Some people eat, sleep and chew gum, I do genealogy and write...

Saturday, September 29, 2012

Do the math

I had an interesting time talking to some early budding genealogists today and in the course of reviewing the huge masses of information, their relatives had accumulated, I ran across an interesting phenomena. Apparently, some people can't add or subtract. In this case, the ancestral lines in question had been plowed over a hundred or more times by many would-be genealogists. But there in details of the pedigree chart was a couple from England where the husband was supposedly 23 years YOUNGER than the wife and their first child was born when the mother was 24. So the Father was 1? Further, there second child was born 25 years later when the husband was 25 and the wife was 59. All this back in the late 1700s and early 1800s.

Fortunately, many of the popular genealogy databases will alert you to these types of problems. But in a lot of cases, rather than accept the files from your relatives, you have to do the math. Certainly, the wife could have been the mother of the child born in about 1800 while she was born in 1777. But could the next child be born 25 years later. I suppose stranger things have happened but not with the same father. The marriage was supposed to be around 1800 which would support the birth of child in 1891 but not 1825 especially when the remaining children were born at regular intervals thereafter. It could be a case of choosing the wrong mother, having the wrong children in the family, the wrong husband or all of the above.

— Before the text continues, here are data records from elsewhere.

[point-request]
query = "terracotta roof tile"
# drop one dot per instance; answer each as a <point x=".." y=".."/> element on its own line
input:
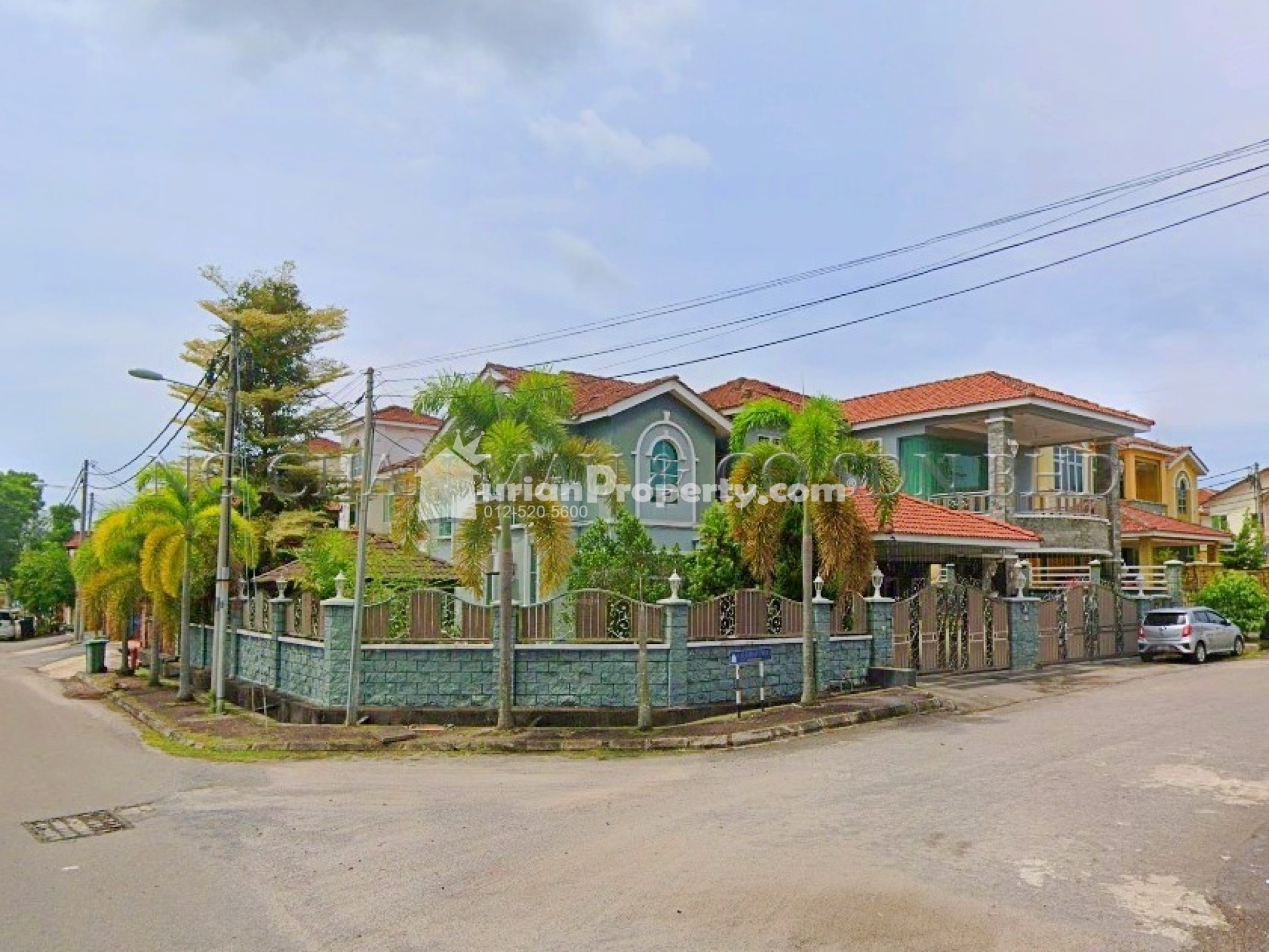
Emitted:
<point x="957" y="393"/>
<point x="1173" y="453"/>
<point x="1139" y="522"/>
<point x="915" y="517"/>
<point x="591" y="394"/>
<point x="400" y="414"/>
<point x="322" y="446"/>
<point x="734" y="394"/>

The interesting thing about this situation was not that the dates or people were undoubtedly confused, but that this had been included by a family that was so obviously involved in genealogy. Why didn't someone in the family do the math? In the early days, a large gap in the dates of the birth of children strongly suggested the death of one or more children or the death of a parent. I caught the problem because I automatically look at the sequence of the birth dates of children. When I noticed the parents dates, I suggested that he might want to investigate that whole family a little further and not simply accept the work of his relatives. It was a good entry into why we check sources and dates.

It always helps to have a liberal measure of good sense and base your research in reality. Individuals and families did not live in a vacuum. A 59 year old mother having her first child with a husband 23 years her junior is not impossible, but in the early 1800s it was extremely unlikely. Especially, as I already noted, when several children were apparently born to the couple over the next few years.

Most errors are not so obvious. You might notice a gap of only two or three years. But even then, it is a good idea to investigate further. It is not automatic that the information is incorrect, but simply questionable. This principle can be carried much further than simply calculating birth, marriage and death dates. You need to think in terms of reality at all times.